# Dip stick update



## Ed_GT5000 (Sep 30, 2003)

After making a lot of phone calls I was able to track down the The regonal manager for oil express. He was nice to me and said that they will fix the car. I will bring the car in to be fixed tomorow. With a little luck, I hope it will go ok. I will keep you posted.


----------



## Live Oak (Dec 22, 2003)

Good Luck! Hope it all works out. Think you will take them up on the offer for a free oil change if they offer it?


----------



## MGM (Sep 16, 2003)

That's good news.


----------



## jodyand (Sep 16, 2003)

*Thats Great*

Glad to hear you got to talk to someone who had some sense:thumbsup: :rockin: 
Jody


----------



## Argee (Sep 17, 2003)

To bad you had to run the gauntlet to get to a decision maker.


----------



## Rodster (Sep 26, 2003)

Are they going to fix it or take it to a qualified mechanic?
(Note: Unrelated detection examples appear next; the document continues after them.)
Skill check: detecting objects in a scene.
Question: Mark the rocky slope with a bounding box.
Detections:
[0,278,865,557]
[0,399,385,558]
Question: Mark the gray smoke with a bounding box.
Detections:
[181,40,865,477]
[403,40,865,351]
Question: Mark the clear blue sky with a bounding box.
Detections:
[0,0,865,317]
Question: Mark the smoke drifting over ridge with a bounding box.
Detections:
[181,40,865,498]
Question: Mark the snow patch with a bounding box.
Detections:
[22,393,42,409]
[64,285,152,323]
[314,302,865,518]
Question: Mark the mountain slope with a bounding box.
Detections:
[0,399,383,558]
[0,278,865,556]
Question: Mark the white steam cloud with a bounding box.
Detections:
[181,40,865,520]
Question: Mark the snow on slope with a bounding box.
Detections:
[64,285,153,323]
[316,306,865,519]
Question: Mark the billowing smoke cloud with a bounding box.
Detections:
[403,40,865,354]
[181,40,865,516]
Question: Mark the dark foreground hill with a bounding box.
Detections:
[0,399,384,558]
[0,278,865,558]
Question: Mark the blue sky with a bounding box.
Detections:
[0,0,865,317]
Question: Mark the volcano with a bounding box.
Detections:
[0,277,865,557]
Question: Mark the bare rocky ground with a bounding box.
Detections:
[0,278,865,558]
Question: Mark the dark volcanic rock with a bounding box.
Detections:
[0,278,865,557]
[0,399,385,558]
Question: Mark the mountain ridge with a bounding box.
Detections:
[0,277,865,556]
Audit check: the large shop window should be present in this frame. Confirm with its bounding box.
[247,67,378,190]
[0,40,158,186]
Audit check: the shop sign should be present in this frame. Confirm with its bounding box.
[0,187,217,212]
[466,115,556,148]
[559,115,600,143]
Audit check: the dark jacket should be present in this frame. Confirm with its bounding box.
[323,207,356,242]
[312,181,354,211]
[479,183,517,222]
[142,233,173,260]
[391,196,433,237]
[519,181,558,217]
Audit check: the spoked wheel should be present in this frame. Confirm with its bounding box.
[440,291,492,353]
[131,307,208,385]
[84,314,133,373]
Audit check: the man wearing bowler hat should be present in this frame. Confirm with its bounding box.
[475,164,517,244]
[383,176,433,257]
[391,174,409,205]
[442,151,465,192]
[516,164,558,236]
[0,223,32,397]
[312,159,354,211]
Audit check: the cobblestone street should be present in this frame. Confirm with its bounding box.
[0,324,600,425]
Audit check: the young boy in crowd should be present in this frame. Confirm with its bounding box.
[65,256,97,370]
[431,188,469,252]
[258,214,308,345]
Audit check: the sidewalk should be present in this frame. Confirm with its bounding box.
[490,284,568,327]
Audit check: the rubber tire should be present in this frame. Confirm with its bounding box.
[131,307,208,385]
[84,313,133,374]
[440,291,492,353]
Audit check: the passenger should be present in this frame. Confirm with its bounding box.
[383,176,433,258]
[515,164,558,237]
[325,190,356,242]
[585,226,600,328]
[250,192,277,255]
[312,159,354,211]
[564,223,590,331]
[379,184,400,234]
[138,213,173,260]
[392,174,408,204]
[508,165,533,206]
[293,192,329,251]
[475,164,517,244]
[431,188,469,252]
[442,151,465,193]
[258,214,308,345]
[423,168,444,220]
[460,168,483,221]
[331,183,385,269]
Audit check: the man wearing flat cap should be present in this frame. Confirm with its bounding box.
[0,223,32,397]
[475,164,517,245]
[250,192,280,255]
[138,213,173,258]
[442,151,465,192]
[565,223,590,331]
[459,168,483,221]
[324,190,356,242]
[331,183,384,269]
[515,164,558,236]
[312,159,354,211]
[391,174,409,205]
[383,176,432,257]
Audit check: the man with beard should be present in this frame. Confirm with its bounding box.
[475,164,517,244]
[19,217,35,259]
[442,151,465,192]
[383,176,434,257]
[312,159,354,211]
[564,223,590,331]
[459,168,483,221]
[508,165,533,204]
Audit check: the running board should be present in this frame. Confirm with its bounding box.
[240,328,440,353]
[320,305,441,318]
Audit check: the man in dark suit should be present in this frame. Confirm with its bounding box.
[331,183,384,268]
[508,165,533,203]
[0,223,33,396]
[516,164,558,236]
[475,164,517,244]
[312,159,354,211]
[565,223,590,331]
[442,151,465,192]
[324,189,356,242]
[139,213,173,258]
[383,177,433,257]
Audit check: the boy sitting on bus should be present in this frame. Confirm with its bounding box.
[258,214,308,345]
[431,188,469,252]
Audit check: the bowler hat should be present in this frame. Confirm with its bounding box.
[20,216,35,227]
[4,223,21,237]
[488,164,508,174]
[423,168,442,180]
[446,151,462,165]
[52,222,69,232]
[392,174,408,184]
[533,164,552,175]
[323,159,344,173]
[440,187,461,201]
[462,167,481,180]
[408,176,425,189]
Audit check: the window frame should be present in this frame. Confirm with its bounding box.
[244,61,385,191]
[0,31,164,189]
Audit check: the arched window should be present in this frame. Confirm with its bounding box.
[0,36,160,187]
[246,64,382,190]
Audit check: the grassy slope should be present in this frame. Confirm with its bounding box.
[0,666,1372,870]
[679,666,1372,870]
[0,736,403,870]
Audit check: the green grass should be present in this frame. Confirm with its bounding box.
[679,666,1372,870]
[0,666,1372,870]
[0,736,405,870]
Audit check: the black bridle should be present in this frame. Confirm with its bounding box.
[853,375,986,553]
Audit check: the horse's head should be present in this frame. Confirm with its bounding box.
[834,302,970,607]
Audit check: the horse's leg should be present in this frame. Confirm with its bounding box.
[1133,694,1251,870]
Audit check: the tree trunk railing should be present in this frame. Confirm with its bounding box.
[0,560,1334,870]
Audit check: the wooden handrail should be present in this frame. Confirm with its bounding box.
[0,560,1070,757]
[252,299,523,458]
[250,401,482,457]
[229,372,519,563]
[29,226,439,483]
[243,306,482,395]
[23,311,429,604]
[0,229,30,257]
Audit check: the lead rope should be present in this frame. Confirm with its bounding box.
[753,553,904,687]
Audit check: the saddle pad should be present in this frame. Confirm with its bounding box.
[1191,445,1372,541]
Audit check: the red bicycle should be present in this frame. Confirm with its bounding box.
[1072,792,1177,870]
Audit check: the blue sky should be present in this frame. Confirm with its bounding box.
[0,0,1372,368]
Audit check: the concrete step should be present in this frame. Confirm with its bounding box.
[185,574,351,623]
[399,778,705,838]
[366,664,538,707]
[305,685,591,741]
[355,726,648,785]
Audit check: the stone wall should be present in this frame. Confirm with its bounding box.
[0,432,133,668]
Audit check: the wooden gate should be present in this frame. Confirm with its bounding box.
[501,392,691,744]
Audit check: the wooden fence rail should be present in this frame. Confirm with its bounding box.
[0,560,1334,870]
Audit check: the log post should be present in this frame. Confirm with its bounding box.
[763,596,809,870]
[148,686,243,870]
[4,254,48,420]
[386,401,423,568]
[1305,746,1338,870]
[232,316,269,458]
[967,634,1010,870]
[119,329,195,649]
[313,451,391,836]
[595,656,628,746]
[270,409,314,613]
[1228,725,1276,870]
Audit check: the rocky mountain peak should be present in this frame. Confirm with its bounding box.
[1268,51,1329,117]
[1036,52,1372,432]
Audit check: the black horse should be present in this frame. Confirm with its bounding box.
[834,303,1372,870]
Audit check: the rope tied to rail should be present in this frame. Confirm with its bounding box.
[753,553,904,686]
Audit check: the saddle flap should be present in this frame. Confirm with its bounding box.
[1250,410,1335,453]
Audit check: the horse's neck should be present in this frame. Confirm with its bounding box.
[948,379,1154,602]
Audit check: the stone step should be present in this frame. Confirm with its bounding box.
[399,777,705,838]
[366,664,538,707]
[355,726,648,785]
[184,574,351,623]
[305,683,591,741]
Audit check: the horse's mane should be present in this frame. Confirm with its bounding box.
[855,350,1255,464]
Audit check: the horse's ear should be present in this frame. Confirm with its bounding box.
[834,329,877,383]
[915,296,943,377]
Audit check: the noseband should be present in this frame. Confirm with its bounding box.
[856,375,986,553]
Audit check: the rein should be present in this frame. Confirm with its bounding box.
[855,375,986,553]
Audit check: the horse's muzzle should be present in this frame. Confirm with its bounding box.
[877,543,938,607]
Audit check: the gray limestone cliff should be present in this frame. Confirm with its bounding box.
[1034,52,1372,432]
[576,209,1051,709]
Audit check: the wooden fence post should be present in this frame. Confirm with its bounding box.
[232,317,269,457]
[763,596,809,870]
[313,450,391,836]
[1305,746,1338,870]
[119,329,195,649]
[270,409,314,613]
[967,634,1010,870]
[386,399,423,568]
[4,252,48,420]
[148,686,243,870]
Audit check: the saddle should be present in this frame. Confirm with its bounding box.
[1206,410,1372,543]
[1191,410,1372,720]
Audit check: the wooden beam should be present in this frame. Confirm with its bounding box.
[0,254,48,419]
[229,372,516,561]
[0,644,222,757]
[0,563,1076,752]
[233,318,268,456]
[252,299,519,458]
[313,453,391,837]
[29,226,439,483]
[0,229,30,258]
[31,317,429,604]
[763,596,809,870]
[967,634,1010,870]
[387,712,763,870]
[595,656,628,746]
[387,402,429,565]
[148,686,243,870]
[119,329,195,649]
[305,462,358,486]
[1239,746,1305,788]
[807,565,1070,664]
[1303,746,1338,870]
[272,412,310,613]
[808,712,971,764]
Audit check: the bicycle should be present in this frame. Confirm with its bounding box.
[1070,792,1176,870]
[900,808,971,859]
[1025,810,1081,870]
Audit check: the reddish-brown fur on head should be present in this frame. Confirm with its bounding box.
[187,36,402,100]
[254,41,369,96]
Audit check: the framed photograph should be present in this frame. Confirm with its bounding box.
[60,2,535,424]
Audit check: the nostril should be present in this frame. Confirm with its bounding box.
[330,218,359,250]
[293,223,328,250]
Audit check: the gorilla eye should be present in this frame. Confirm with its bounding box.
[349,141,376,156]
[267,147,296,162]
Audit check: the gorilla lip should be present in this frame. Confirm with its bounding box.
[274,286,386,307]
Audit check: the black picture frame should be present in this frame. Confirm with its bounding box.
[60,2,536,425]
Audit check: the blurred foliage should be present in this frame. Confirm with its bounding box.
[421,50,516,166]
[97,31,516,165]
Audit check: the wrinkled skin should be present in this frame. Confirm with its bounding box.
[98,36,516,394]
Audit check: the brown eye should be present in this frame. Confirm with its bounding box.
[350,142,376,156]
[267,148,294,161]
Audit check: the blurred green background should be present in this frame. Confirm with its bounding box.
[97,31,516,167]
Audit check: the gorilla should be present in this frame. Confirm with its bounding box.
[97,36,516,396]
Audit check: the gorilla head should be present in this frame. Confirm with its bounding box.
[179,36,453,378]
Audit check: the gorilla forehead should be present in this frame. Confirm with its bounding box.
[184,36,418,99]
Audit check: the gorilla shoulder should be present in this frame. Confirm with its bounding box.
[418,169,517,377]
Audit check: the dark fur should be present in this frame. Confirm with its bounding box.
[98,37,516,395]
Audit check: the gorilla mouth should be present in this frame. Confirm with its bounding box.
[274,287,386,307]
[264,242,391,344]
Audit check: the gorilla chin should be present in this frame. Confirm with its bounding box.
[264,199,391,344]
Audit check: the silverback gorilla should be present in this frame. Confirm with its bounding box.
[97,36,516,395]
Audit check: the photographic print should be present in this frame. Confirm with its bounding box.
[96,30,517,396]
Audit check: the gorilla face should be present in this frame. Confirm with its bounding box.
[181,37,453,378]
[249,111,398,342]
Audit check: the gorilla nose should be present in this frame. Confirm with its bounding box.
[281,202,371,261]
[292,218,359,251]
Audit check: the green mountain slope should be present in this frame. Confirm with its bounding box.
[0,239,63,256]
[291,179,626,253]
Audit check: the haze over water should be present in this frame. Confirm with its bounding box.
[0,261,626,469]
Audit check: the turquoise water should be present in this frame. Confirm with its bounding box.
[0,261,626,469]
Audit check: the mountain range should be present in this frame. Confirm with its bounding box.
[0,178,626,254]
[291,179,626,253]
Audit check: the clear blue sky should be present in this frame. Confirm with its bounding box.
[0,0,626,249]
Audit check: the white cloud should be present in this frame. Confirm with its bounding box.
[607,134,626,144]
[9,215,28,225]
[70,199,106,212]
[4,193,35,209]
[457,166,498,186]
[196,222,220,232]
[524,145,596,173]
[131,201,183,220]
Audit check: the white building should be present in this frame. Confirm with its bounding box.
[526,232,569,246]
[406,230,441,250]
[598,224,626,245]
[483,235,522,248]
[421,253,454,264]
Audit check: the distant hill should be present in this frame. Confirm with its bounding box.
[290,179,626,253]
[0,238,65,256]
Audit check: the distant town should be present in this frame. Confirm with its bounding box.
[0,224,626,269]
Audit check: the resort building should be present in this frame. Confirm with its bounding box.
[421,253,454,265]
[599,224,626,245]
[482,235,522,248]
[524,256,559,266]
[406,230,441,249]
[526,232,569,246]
Not to worry you but I would have taken it to a certified mechanic and 
gave them the bill. If they refused then on to small claims court.
Rodster


----------



## Ed_GT5000 (Sep 30, 2003)

I got the car back last night, they had to pull the oil pan. The guy that owns the chain of oil express in my area also owns some car-x shops and that is where the car was repaired.


----------



## Live Oak (Dec 22, 2003)

Glad to hear you got your car fixed. Keep an eye out for leaks. They are responsible for those too now.


----------



## Ed_GT5000 (Sep 30, 2003)

Yep, Chief I thought about that. I am happy that I did not have to go to court for this because the time I would loose from work would have not made it worth the while. I was prepared to go though as a matter of principle.


----------



## Rodster (Sep 26, 2003)

Glad it is all fixed. 
Rodster:spinsmile


----------



## Michael (Sep 16, 2003)

Ed, It is a lot bigger project to pull the pan. I am hoping that they cleaned the pan gasket mating surfaces on the engine and pan and replaced the gasket. 
Alot of engines in the modern car they have to raise the engine to get clearance. The most common areas of leaks will be at the corners and where the pan meets up to the front and rear of the engine next to the crankshaft ends. Really keep a eye on it for the next couple of weeks and if no leaks you are ok.


----------



## Ed_GT5000 (Sep 30, 2003)

I talked to the guy that did the work. At least he talked like he knew what he was doing. Said he had to drop the cross member to get to it. I have been under this car while oil changes (in warm weather) and it is tight under there. I will watch for leaks..... That is about all I want to do on this on.... it is a 2001 Nissan Sentra


----------



## Michael (Sep 16, 2003)

I sure hope the guy torqued the cross member bolts to at least 200 foot pounds of torque with a torque wench. In December of 2001 my car was side swiped by a florist van and it twisted the frame slightly. Well the body shop put the car on the frame jig and straightened it. Last month I had the car in to have the transmission replaced and the mechanic caught the fact that the sub frame bolts on the right hand side were loose. I kept chasing a clunk in the right front for quite a while and it was the bolts. As soon as the bolts were torqued the clunk went away. The morons at the body shop denied they even touched the sub frame bolts, Oh course they know better then me and my mechanic. But my insurance company found out about this body shop from me and it has 30 some complaints about it and are pulling it certication from the body shop. I say just keep a close eye on everything but I doubt you will have any problems.


----------